Гимн настоящей стерве, или Я у себя одна - страница 30

стр.

Хуже всего в русском языке дело обстоит с сексуальными глаголами. Один совсем неприличный, несколько вульгарных, несколько остроумно-молодежных, к которым мы опоздали, много вялых и невыразительных, один потребительский — «иметь» и выражение, полностью скалькированное с английского, — «заниматься любовью». Бедный подстрочник.

Совершенно поразительно, что на моем любимом языке я могу сказать море всего о моих чувствах и практически ничего о моем сексе, который является их неотъемлемой частью.

Может, от этой словесной безысходности я так отчаянно болтлива?

_____

ХОЖДЕНИЕ В НАРОД

Мне разбили автомобиль. Он погиб, спасая мою жизнь, и я отделалась парой синяков, а черный полированный красавец, элегантный, как рояль, получил травмы, несовместимые с жизнью, и пошел на донорские органы. Надеюсь, его мужественное сердце еще постучит под чьим-нибудь капотом. В России машины живут долго, живут даже после смерти, и это единственное, что утешало меня в дни траура.

Оплакивая теплого железного друга, я понимала, тем не менее, что скорбь скорбью, а могло быть и хуже. Надо готовиться к новой любви, для нее нужны деньги, следовательно, придется каждое утро ездить на работу. И вот, в десять ноль-ноль я ковыляю на шпильках к ближайшему перекрестку, поднимаю там руку, как собачка поднимает ногу, подсаживаюсь к тому, чей вид не вызывает особых подозрений и — общаюсь, общаюсь, общаюсь с мужским народонаселением Москвы.

Женщины «бомбят» только в глупых российских сериалах, это ненаучная фантастика. Иномарки тоже останавливаются редко. Утро — малоподходящее время для флирта, а мелкий заработок в случае с дорогим авто неактуален. Зато, если человеку по пути, может подкинуть бесплатно. Машинки попроще утром, как правило, не торопятся и готовы сделать получасовую петлю, чтобы заработать на 10–15 литров топлива. «Бешеному кобелю сто верст — не крюк», — нежно говорила одна моя знакомая о кавалерах, готовых забирать ее непосредственно по месту жительства, из деревни Медведково. Что случалось, правда, чрезвычайно редко…

Итак, дуэт «женщина — автомобиль» распался. Зато ежеутренне складывается новая пара: женщина и простой, то есть настоящий мужчина. С крепкой лапой на руле. Мой народ меня любит, и чувство это взаимно. Под завывания разнообразного шансона я веду диалоги о семейной жизни, видах на дачный урожай и эстрадных звездах, чьи фамилии прежде ни разу не слышала.

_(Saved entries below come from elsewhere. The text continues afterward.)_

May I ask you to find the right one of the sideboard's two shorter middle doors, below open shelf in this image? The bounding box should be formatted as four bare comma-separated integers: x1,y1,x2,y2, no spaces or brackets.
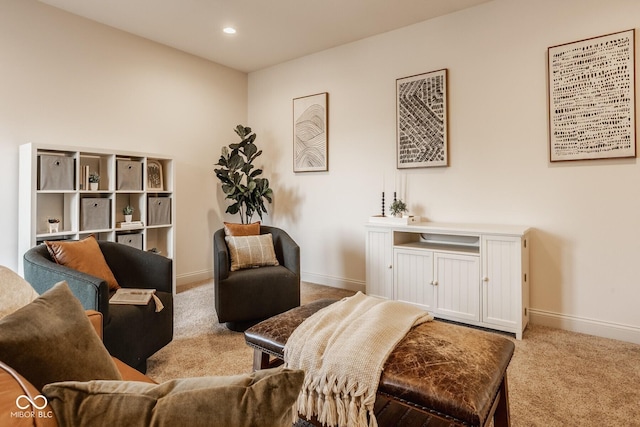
434,252,480,321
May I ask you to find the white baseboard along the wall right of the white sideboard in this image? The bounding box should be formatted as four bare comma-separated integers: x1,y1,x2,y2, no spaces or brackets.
529,308,640,344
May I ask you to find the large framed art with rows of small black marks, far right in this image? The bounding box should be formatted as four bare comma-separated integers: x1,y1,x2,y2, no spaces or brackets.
547,30,636,162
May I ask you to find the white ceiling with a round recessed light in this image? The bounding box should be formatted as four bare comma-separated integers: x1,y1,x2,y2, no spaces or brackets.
40,0,490,72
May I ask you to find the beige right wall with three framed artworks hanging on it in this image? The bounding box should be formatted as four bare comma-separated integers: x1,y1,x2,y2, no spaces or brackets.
249,0,640,342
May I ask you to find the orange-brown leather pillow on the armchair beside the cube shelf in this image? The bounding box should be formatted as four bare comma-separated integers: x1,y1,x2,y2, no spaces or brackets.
44,235,120,291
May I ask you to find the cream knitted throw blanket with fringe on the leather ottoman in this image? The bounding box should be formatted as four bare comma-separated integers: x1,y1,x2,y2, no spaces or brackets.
284,292,433,427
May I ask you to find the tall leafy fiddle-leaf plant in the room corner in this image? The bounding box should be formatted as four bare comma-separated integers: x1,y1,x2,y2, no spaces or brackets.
214,125,273,224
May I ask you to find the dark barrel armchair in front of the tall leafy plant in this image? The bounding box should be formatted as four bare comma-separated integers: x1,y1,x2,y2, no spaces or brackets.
213,225,300,331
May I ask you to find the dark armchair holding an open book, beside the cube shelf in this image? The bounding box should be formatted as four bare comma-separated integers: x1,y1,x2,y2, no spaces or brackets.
24,241,173,373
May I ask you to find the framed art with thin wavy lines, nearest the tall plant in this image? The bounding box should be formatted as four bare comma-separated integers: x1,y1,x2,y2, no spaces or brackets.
293,92,329,172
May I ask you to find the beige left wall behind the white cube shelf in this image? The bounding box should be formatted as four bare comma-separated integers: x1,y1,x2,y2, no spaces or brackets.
0,0,247,283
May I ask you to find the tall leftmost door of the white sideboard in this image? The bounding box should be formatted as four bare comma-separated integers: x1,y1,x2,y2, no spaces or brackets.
366,229,393,299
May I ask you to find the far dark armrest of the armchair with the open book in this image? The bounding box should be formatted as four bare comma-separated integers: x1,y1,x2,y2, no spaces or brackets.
98,241,173,293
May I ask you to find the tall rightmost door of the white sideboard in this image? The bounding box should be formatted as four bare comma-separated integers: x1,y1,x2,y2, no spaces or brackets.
482,236,522,330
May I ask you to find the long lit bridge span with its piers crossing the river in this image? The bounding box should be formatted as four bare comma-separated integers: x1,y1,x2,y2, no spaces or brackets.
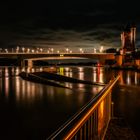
0,52,115,67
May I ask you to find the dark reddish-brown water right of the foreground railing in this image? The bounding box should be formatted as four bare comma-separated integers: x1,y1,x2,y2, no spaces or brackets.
112,71,140,139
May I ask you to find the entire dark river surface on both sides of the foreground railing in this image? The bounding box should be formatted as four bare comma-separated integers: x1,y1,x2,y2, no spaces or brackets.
0,66,140,140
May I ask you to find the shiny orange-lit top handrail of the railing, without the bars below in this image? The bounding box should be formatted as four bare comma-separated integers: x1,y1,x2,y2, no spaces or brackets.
47,75,120,140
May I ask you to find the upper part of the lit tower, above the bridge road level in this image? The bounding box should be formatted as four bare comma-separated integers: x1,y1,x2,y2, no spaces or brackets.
121,24,136,54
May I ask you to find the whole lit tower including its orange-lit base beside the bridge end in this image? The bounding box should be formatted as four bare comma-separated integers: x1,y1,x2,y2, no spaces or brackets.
116,24,136,66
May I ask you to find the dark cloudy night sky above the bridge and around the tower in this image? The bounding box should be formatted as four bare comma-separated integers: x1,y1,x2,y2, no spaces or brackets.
0,0,140,49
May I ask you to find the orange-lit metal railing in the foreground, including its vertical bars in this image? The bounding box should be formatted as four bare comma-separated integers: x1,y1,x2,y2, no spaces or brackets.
47,76,120,140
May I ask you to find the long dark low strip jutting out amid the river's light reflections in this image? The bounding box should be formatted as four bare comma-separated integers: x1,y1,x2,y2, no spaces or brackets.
19,72,105,88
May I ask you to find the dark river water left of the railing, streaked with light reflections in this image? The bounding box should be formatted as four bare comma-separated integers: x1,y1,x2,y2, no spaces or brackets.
0,67,110,140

Десять — десять. Подобравшая меня «Волга» пыхтит по Садовому. За окнами мокрый снег, в салоне уютно. Печка топится. Так топится — кажется, будто дрова трещат. Приятный простой «водила» доставил на службу босса, теперь везет меня. Мы беседуем. Это зарядка для языка и серьезное испытание для уха. Однако можно и потерпеть. Надо знать свой народ, его чаяния и проблемы. Главная проблема моего народа нынешним утром заключается в том, что его жена слишком увлекается нарядами. А также косметикой, побрякушками и салонными процедурами. Это ударяет по народному карману и отдает прямо в сердце. «Я ей говорю: мне ты и так нравишься. А для посторонних мужиков нечего наряжаться!..»

Народ — он ведь как ребенок. Трогательный и глупый. Я снисходительно объясняю, что женщина одевается, в первую очередь, ради собственного удовольствия, и в желании нравиться нет ничего дурного. Если ваша дама склонна к рогонаставлению, она все равно изменит — в шубе или в курточке из секонд-хэнда. В общем, ничего нового. Азбучные истины. Народ у нас душевный, грубить даме он не хочет, однако гнет свою линию: «Так-то оно так. Но уж очень я ревнивый…».

Может быть, ревность — не главная народная беда, но все-таки бок о бок со мной сидит живой человек, он страдает, и у меня есть еще четверть часа, чтобы ему помочь. Не навредив при этом его жене.

Я думаю: а чем, собственно, мой «сложный» мужчина отличается от этого «простого»? Он тоже сканирует мою оболочку, так же ловит на мне посторонние взгляды и наверняка ревнует. Приличия не позволяют ему говорить об этом вслух, а природное благородство не даст отказать мне в материальном вспомоществовании. Получается, ему еще больнее.